I am a computational statistician, with a background in causal inference and machine learning. Currently, I develop Generative AI software at Google. Previously, I also lectured a sequence of graduate-level scientific-computing courses at Stanford University. With my unique blend of academic, teaching, and industry experience, I aspire to contribute to the academic community by publishing innovative work and mentoring the next generation of researchers. With over a decade of impactful research experience at world-renowned institutions such as Stanford, Google, and Berkeley, I am confident in my ability not only to excel in a PhD program but also to make pioneering contributions to the field while giving back to the academic and broader community in meaningful ways.
My research journey began with my B.A. thesis in Economics at U.C. Berkeley, advised by Gregory Duncan, where I came up with a quasi-experiment framework to answer the question, “what’s the causal effect of sports participation on GPA’s?” (thesis writing sample).
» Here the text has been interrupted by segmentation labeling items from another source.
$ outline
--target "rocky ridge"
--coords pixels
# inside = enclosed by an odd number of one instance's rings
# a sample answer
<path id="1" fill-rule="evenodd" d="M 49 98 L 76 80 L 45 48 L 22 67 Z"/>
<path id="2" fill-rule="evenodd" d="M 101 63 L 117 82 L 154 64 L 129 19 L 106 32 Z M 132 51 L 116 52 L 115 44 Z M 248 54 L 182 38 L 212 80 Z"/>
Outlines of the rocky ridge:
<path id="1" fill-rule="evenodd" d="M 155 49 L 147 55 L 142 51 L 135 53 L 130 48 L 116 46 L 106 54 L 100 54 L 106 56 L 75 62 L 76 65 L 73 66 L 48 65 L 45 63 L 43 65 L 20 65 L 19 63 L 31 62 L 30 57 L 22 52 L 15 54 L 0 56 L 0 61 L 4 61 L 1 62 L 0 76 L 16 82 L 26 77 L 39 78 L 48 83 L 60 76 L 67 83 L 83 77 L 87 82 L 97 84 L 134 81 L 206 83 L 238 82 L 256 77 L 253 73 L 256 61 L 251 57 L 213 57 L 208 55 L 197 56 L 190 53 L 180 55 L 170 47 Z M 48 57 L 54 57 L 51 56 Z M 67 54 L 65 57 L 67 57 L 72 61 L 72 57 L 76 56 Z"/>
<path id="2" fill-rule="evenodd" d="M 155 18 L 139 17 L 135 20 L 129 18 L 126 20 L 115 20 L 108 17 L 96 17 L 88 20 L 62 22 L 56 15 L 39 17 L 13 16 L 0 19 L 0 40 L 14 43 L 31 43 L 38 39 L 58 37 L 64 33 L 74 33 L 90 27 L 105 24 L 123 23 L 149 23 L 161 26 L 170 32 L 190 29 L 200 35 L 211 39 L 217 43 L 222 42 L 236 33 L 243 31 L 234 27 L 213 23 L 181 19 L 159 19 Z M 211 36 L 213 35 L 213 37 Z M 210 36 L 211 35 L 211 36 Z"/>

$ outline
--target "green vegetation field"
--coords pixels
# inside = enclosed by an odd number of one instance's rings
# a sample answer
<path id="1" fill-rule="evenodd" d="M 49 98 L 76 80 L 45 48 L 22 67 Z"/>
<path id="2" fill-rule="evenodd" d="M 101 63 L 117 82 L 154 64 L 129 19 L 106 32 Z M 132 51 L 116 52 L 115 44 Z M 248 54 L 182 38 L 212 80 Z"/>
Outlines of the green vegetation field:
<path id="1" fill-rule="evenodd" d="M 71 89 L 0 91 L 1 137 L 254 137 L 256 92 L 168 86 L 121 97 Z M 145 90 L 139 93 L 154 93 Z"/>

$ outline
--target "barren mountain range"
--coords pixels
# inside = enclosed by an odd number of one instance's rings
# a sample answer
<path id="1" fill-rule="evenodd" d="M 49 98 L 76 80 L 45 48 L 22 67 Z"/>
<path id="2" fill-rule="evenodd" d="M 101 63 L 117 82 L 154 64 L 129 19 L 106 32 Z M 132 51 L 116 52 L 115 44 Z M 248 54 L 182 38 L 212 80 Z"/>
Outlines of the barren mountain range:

This was a practical question of interest to me as a student athlete. I used STATA to analyze Average Treatment Effects, and the quasi-experiment involved looking toward student-athletes who either walked onto the team midway through their collegiate career, or who got injured midway through their collegiate sports career and then were forced to no longer play sport (*in either case, we get to observe the scholastic performance for the same individual, partitioned by participation in sport). I found that football players with low incoming SAT scores were likely to have their grades increased by 0.8 grade points as a function of being a student-athlete, whereas for women’s crew the effect was reversed: participating in sports decreased their GPA’s by almost 1/2 a grade point. The intuition here is partly a regression to the (global) mean, but also can be explained by minimum grade requirements for being eligible to compete at the NCAA level, and access to tutors. Being able to answer a meaningful and practically significant question of interest is what inspired my career of research.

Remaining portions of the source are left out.